Specific points and questions:

  • Since the function is allocating, I am guessing any btime result with 0 allocations is not properly measured
  • The most concerning comparison to me is
    @btime accessfromstruct_nottyped(s) # 54 ns, 16 bytes versus
    @btime accessdirectly_nottyped(myint, mysym) # 18 ns, 32 bytes.
    If both functions are not typed, why does using the struct lead to longer run-time?
  • Ideally, I’d like to use something like accessfromstruct(s) where the struct fields are typed and the function inputs are too. I’m not sure I’m running btime correctly for that case, but the typed function with typed, non-struct inputs (@btime accessdirectly(myint, mysym)) might do better than the typed function with a typed, struct input.

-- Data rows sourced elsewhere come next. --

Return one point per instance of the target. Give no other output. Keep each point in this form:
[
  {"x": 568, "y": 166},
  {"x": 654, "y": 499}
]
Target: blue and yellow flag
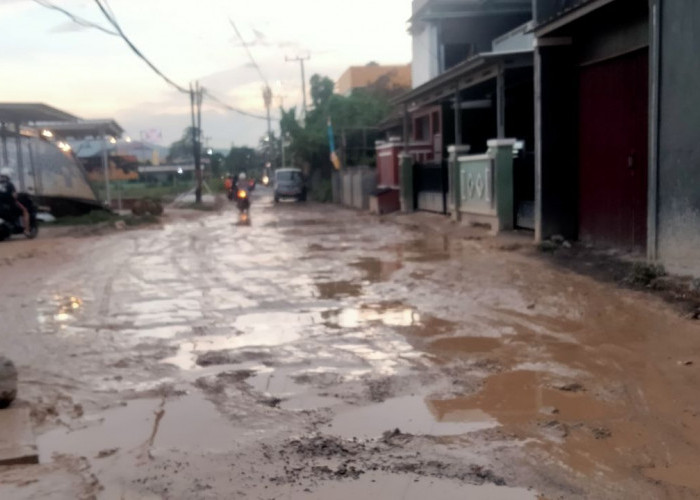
[{"x": 331, "y": 143}]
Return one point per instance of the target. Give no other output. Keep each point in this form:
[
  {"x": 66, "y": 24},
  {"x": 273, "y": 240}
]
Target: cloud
[{"x": 67, "y": 27}]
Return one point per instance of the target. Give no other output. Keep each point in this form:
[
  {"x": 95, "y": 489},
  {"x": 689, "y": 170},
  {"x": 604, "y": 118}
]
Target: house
[
  {"x": 617, "y": 120},
  {"x": 389, "y": 77},
  {"x": 473, "y": 82},
  {"x": 42, "y": 165}
]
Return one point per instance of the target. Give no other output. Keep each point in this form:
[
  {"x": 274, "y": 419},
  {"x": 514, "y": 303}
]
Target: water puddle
[
  {"x": 61, "y": 309},
  {"x": 410, "y": 487},
  {"x": 190, "y": 422},
  {"x": 295, "y": 397},
  {"x": 519, "y": 396},
  {"x": 388, "y": 315},
  {"x": 377, "y": 270},
  {"x": 470, "y": 345},
  {"x": 410, "y": 414},
  {"x": 260, "y": 330},
  {"x": 338, "y": 289}
]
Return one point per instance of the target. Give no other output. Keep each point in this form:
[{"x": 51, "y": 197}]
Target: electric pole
[
  {"x": 303, "y": 77},
  {"x": 196, "y": 102}
]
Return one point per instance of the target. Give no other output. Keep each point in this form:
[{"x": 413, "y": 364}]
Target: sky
[{"x": 46, "y": 57}]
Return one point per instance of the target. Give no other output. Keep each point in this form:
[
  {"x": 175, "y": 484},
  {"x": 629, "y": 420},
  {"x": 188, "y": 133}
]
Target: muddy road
[{"x": 314, "y": 352}]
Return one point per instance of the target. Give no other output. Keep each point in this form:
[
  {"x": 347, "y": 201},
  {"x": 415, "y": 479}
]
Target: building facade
[{"x": 618, "y": 161}]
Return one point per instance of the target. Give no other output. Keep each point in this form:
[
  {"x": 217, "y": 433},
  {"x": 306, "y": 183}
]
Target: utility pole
[
  {"x": 196, "y": 101},
  {"x": 267, "y": 99},
  {"x": 303, "y": 77}
]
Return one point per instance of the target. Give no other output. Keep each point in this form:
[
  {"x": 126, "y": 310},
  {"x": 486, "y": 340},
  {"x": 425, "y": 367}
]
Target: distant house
[
  {"x": 472, "y": 83},
  {"x": 387, "y": 77},
  {"x": 42, "y": 165}
]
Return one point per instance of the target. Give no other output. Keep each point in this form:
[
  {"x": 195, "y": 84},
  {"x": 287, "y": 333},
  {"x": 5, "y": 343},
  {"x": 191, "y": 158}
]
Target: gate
[
  {"x": 524, "y": 190},
  {"x": 430, "y": 186}
]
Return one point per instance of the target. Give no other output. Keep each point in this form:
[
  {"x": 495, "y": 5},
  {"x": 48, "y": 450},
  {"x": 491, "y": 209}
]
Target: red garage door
[{"x": 613, "y": 151}]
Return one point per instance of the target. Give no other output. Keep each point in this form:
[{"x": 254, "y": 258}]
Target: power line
[
  {"x": 77, "y": 20},
  {"x": 231, "y": 108},
  {"x": 109, "y": 15},
  {"x": 250, "y": 54},
  {"x": 114, "y": 23}
]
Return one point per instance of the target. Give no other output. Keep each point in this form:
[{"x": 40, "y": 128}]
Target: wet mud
[{"x": 314, "y": 352}]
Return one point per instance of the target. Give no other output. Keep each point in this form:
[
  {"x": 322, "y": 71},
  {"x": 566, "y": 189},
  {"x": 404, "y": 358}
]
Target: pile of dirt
[{"x": 322, "y": 457}]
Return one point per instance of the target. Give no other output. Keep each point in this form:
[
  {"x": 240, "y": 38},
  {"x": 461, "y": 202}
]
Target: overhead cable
[
  {"x": 231, "y": 108},
  {"x": 114, "y": 23},
  {"x": 250, "y": 54},
  {"x": 77, "y": 20}
]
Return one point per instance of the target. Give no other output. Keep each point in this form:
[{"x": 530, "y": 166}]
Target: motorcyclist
[
  {"x": 9, "y": 206},
  {"x": 242, "y": 183}
]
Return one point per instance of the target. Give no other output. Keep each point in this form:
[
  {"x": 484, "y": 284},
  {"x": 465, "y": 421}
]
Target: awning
[
  {"x": 464, "y": 75},
  {"x": 82, "y": 129},
  {"x": 433, "y": 10},
  {"x": 573, "y": 10},
  {"x": 23, "y": 113}
]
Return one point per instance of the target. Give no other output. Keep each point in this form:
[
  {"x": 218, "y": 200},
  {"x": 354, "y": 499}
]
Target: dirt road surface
[{"x": 315, "y": 352}]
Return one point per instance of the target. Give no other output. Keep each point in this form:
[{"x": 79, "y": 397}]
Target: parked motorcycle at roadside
[{"x": 11, "y": 224}]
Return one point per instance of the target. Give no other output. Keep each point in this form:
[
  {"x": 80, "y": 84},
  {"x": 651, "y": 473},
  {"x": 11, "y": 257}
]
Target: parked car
[{"x": 289, "y": 183}]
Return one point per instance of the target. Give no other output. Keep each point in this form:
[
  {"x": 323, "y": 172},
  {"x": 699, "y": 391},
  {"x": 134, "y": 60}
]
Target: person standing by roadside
[{"x": 9, "y": 205}]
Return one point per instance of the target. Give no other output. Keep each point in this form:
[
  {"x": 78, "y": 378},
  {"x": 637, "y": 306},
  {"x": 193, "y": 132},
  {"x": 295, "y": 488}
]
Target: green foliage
[{"x": 354, "y": 117}]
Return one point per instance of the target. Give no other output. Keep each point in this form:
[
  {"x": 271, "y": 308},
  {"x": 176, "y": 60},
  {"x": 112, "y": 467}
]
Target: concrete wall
[
  {"x": 352, "y": 187},
  {"x": 425, "y": 63},
  {"x": 679, "y": 137}
]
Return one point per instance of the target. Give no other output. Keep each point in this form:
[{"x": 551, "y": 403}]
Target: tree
[
  {"x": 354, "y": 119},
  {"x": 321, "y": 90}
]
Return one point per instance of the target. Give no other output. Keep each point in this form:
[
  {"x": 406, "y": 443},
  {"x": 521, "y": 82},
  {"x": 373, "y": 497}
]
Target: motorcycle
[
  {"x": 11, "y": 224},
  {"x": 242, "y": 200}
]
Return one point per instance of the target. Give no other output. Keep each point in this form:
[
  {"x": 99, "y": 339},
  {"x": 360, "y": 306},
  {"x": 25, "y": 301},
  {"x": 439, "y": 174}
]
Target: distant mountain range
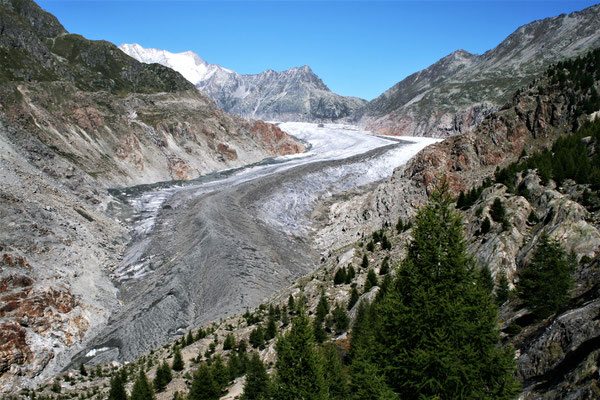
[
  {"x": 449, "y": 97},
  {"x": 293, "y": 95}
]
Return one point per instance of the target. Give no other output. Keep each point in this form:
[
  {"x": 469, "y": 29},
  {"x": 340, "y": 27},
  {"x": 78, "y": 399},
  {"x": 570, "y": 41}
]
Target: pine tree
[
  {"x": 503, "y": 289},
  {"x": 322, "y": 307},
  {"x": 141, "y": 388},
  {"x": 497, "y": 210},
  {"x": 204, "y": 386},
  {"x": 285, "y": 318},
  {"x": 117, "y": 388},
  {"x": 257, "y": 380},
  {"x": 335, "y": 375},
  {"x": 371, "y": 281},
  {"x": 365, "y": 262},
  {"x": 219, "y": 373},
  {"x": 545, "y": 282},
  {"x": 485, "y": 279},
  {"x": 385, "y": 243},
  {"x": 229, "y": 342},
  {"x": 271, "y": 329},
  {"x": 178, "y": 360},
  {"x": 385, "y": 266},
  {"x": 340, "y": 319},
  {"x": 367, "y": 382},
  {"x": 190, "y": 338},
  {"x": 350, "y": 274},
  {"x": 163, "y": 377},
  {"x": 257, "y": 338},
  {"x": 485, "y": 226},
  {"x": 340, "y": 276},
  {"x": 436, "y": 333},
  {"x": 322, "y": 311},
  {"x": 299, "y": 366}
]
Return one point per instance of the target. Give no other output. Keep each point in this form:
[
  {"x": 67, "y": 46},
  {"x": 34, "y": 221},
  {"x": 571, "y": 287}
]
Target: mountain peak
[{"x": 189, "y": 64}]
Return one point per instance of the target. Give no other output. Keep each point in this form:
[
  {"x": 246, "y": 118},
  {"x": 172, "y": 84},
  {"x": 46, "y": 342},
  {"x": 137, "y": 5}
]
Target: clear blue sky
[{"x": 357, "y": 48}]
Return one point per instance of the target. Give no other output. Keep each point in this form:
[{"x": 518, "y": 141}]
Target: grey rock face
[
  {"x": 293, "y": 95},
  {"x": 467, "y": 86}
]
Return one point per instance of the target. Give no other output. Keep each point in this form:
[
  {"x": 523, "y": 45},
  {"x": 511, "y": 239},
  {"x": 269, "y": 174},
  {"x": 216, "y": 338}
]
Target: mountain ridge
[{"x": 296, "y": 94}]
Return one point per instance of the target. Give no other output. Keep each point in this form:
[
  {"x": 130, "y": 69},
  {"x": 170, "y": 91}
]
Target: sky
[{"x": 358, "y": 48}]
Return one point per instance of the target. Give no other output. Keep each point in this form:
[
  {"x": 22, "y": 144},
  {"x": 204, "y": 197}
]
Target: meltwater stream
[{"x": 212, "y": 247}]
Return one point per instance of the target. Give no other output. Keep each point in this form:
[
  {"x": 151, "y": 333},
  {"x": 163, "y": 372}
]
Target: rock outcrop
[
  {"x": 76, "y": 117},
  {"x": 297, "y": 94}
]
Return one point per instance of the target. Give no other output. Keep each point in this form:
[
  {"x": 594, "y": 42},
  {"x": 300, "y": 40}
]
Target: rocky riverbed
[{"x": 225, "y": 242}]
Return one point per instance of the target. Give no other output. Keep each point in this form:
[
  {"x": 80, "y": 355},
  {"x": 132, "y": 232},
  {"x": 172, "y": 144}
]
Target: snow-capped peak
[{"x": 188, "y": 63}]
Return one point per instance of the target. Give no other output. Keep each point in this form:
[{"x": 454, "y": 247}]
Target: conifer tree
[
  {"x": 335, "y": 375},
  {"x": 385, "y": 266},
  {"x": 485, "y": 226},
  {"x": 271, "y": 329},
  {"x": 437, "y": 333},
  {"x": 117, "y": 388},
  {"x": 204, "y": 386},
  {"x": 497, "y": 210},
  {"x": 257, "y": 380},
  {"x": 371, "y": 280},
  {"x": 163, "y": 377},
  {"x": 257, "y": 338},
  {"x": 350, "y": 274},
  {"x": 340, "y": 319},
  {"x": 299, "y": 366},
  {"x": 340, "y": 276},
  {"x": 190, "y": 338},
  {"x": 322, "y": 311},
  {"x": 141, "y": 388},
  {"x": 229, "y": 342},
  {"x": 178, "y": 360},
  {"x": 285, "y": 318},
  {"x": 219, "y": 373},
  {"x": 367, "y": 382},
  {"x": 545, "y": 282}
]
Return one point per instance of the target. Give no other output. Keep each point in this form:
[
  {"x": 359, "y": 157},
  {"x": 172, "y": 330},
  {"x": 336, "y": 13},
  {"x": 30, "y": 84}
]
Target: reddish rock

Is there a better way to test these with btime?

I don’t see any allocations in your code, so the @btime values for allocations are probably correct.

You need to type struct fields but not function input arguments, since the compiler performs type inference based on the supplied inputs. In most cases there is zero performance advantage to typing function argument signatures.

Type your struct fields, typing function signature is optional. Also, consider whether to use a non-mutable struct. If you can there can be possibilities for optimizations. I would in most cases expect zero overhead for using a type stable struct.

BTW, there’s no reason to write separate functions accessfromstruct and accessfromstruct, they are identical. Just pass the structs with typed and with untyped fields, respectively, and the compiler compiles specialized methods for each.

Yeah, I think there are just a lot of confounding things going on in your benchmark which make this hard to interpret:

  • You’re doing @btime accessdirectly_nottyped(myint, mysym), which treats myint and mysim as global variables. All of the allocations are coming from that fact–you need $myint, $mysym to avoid this.
  • I think the compiler is outsmarting your benchmark code. Since s == :randomsymbol is always true or always false, I bet the compiler is moving that check outside the loop and optimizing away most of your code, which is why it returns a suspiciously low time of 1ns

As a general rule, there is no cost in accessing a (typed) field of a struct vs. accessing a local variable. Giving types to your function arguments has no effect on this one way or another. So please feel free to use structs to organize your data if it makes your life easier.